President Donald Trump has not been shy, to put it mildly, in criticizing the league and the so-called “take a knee” movement. “Total disrespect for our great country!” was part of the tweeted reaction that followed the meeting earlier this week.
Trump has used to unprecedented influence the combination of Twitter and the bully pulpit. As president, Teddy Roosevelt used it to describe the unique power of the presidency to shape public opinion. In the context of more than a century ago, “bully” meant splendid, or pretty fine.
Today, of course, it means something different, and no president has personified the schoolyard bully connotation as well as Trump. Webster’s defines it as: “a position of power and influence used to aggressively promote one’s own cause.” Trump’s activity makes that seem like an understatement.
Criticizing Trump earlier this week, Sen. John McCain warned the nation about “half-baked, spurious nationalism cooked up by people who would rather find scapegoats than solve problems.” It was a welcome warning, and the NFL situation helps show why.
Though he praised the “unprecedented conversations and dialogue going on between our players and our owners, between our club officials and between our league,” Commissioner Roger Goodell was put on the defensive following the owners’ meeting.
“Everyone feels strongly about our country and have pride,” he said. While the NFL was “not afraid of tough conversations,” he said, “what we are trying to stay out of is politics.”
Too late for that.
Broadcast ratings and attendance for some games has been dropping, Forbes reported last month. “NFL Broadcasting Stocks Slump As Protests Rise And TV Ratings Fall,” was the headline.

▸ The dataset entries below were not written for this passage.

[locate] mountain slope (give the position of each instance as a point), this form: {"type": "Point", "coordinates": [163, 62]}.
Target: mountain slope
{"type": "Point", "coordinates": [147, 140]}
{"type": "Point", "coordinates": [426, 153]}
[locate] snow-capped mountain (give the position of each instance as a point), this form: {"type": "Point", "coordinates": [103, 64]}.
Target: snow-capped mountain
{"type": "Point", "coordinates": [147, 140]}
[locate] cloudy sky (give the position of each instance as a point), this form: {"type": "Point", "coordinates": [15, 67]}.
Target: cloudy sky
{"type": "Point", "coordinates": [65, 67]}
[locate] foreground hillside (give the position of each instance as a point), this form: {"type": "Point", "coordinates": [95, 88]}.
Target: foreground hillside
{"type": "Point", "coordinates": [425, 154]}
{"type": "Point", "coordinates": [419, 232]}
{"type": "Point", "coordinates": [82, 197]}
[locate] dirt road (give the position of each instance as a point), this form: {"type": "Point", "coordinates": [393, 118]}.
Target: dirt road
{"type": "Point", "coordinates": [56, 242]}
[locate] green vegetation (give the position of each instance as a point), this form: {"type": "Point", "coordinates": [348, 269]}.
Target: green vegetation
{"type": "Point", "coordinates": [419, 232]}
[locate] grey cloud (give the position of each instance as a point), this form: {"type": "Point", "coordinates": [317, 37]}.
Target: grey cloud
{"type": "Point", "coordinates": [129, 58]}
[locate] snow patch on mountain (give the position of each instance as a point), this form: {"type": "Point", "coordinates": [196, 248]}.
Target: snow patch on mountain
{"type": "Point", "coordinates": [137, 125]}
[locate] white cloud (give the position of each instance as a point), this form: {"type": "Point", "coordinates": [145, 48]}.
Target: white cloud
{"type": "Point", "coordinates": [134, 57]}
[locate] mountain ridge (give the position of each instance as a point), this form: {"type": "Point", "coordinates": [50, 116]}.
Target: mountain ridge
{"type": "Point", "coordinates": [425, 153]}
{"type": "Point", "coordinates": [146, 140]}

Closer to home, as in Wallingford, the owner of a sports bar decided to no longer show NFL games because of players not standing for the national anthem. “If you’re a true American, you shouldn’t watch it,” was a memorable quote.
Not watching games would be an appropriate protest to society’s acceptance of a game that destroys bodies and minds for the purpose of entertainment and profit, with the excuse that players know what they’re getting into and are paid well as justification, but I haven’t seen a fan decline for that yet.
In any case, in measuring who’s coming out on top here, ask yourself what first comes to mind.
Is it disrespect for the flag and the national anthem?
Or the target of the player protest?
Which, by the way, is racial inequality and police brutality, largely lost in the hubbub.